Al analizar críticamente la política de la promoción del turismo LGBT en Uruguay, en esta ponencia, quería enfatizar la importancia de autocriticarse uno mismo, como manera de descolonizar la academia del Norte. Mediante este trabajo, mis motivos de estudiar el turismo LGBT en Uruguay se revelaron como una extensión de discursos y practicas homonormativos (Duggan, 2003), debido a mi esperanza privilegiada en los discursos de igualdad liberal propugnados por el capitalismo arco iris. Es necesario ser crítico respecto a los espacios que abordamos en los análisis, pero si uno no cuestiona y critica su posicionamiento dentro de estructuras coloniales como investigador, y asímismo también como sujeto, sería otra extensión colonial dentro de la relación de investigador y el campo de estudio, reproduciendo lógicas neoliberales dentro de la teoría queer del Norte.

Ahora invito a Katucha Bento para hablar sobre mi ponencia, que está conectada con su presentación sobre la importancia de una mirada interseccional entre opresiones y procesos identitarios.

KATUCHA BENTO: Ha sido un placer organizar este simposio y contar con tu presencia, Louis, en nuestro diálogo. Veo que tu contribución es necesaria para promover la reflexividad en el proceso de investigación (sobre reflexividad como concepto epistémico: Tate, 2005; Gill, 1998). El punto clave que me llama atención es que tú y yo nos auto- identificamos con los temas que investigamos, seguramente no se trata de la única forma de nuestra identidad, pero es crucial por el rol que tenemos/cumplimos en este mundo. Por este motivo, empiezo con una reflexión sobre cómo el Norte Global utiliza una manera “interseccional” de hacer llamadas para el turismo LGBTQ+ en Uruguay.

Esta claro que esta es la clásica colonización del saber por parte de grupos hegemónicos (blancos, eurocéntricos, de clase media) que hace uso de terminologías de resistencia, en este caso, del feminismo negro.
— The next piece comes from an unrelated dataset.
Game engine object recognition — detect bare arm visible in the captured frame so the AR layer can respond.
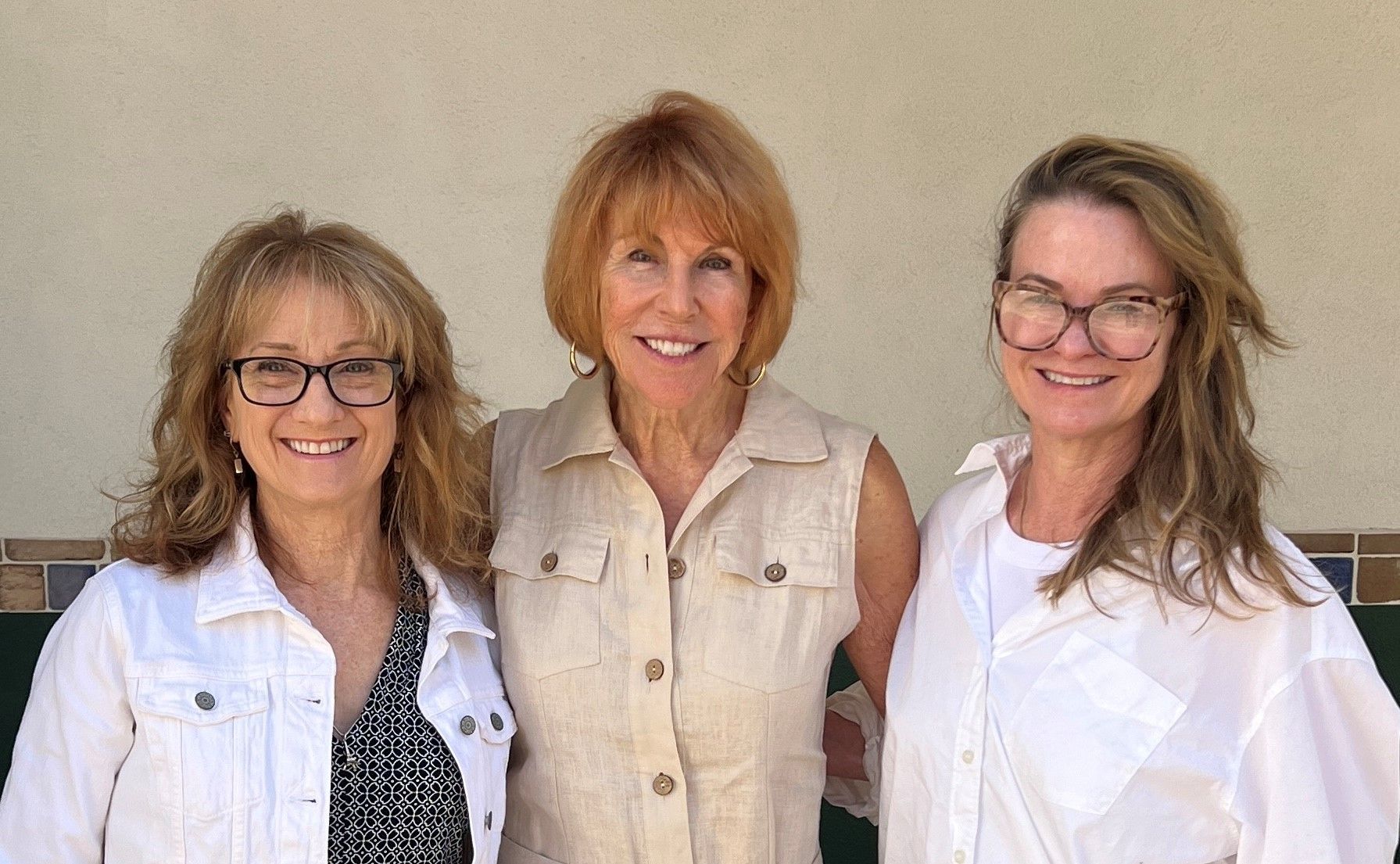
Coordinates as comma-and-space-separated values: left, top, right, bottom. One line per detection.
844, 439, 918, 714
La noción de interseccionalidad pasa a tener valor de cambio, mercantilizado a través de un imaginario alternativo, que al mismo tiempo que celebra sexualidades alternativas, inviabiliza grupos oprimidos de tomar parte de tales actividades. Se trata de una contradicción problemática que requiere reflexiones más profundas dentro de estos colectivos, sobre promoción de autocrítica y espacios de inclusión.

Shirley Tate (2015) lleva en cuenta una aproximación foucaultiana, descolonial y feminista negra para hacer su análisis con sobre los espacios (in)visibles del cuerpo de mujeres negras británicas, hace una reflexión sofisticada – que parece simple, pero en la cual es  muy difícil de encontrar equilibrio – sobre el peligro de la normalización, disciplina y observación del cuerpo. Shirley habla de que nuestra posibilidad de resistir al poder, se pasa  cuando nos tornamos agentes de nuestra propia normalización, creando categorías de clasificación, normas discursivas y medidas de diferencia (Tate, 2015, p. 4). Louis y Shirley me inspiran para llamar la atención a reflexividad en cuanto investigadorxs, buscando entender nuestras posiciones de poder ante lxs participantes; y en cuanto activistas que hacemos parte del grupo de resistencia.  Tornarse agentes de nuestra propia normalización puede autorizar nuevos métodos de exclusión que es lo que Louis se remete en su presentación. Al no estar en constante cambio y negociación a respecto de las normas discursivas de la resistencia, los espacios “gay friendly” que Louis presenta entran con medidas excluyentes de diferencia y marginalización marcadas por lógicas capitalistas.

El proceso opresivo que sentimos, (ni siempre) sobrevivimos y (ni siempre) nos curamos demanda concebir cuestionamientos constantes sobre las consecuencias de alianzas y rompimientos que hacemos con el capitalismo. Tales negociaciones son afectadas por la colonialidade de poder, que mantiene a nosotros, populación queer, entre grupos marginalizados, idenpendiente de la ascensión económica que nos permite excluir “Otrxs” sujectxs de nuestros colectivos.

La presentación de Louis me ha despertado más el interés por acompañar su investigación, porque creo que la lectura sobre espacios, subjetividades e identidades queer nos darán frutos muy positivos para el pensamiento descolonial.

Consideraciones Finales

Este diálogo nos sirvió para relacionar la falla del Estado en reconocer las identidades de grupos marginalizados con las opresiones sufridas por tales grupos. En las ponencias se manifestó que el Estado participa activamente en reproducir estas opresiones a partir del “Contrato Racial” propuesto por Charles Mills (1997). Se trata de un conjunto de practicas formales e informales de dominación que ha permitido históricamente la opresión de cuerpos y vidas no-blancas para mantener el poder hegemónico blanco|Eurocéntrico|Occidental. Entendemos que las prácticas de racismo, homofobia, sexismo, discapacidismo, y desterritorialización presentadas en este artículo, aunque vividas en ámbitos privados, son síntomas autorizados por instituciones estatales creadas para servir el propósito de la colonialidad del poder (Quijano, 2000).

En el caso de Ceci no haber sido reconocida como víctima de violencia doméstica ya implica múltiples opresiones del patriarcado desde la forma de naturalizar acoso moral, físico y psicológico en contra de mujeres en el ámbito público y privado. Esto en mayor medida en cuanto a la banalización institucional, pues no se promueven políticas de prevención de violencia, ni acogida y protección de las victimas como tampoco se diseñan proyectos educativos a personas agresoras.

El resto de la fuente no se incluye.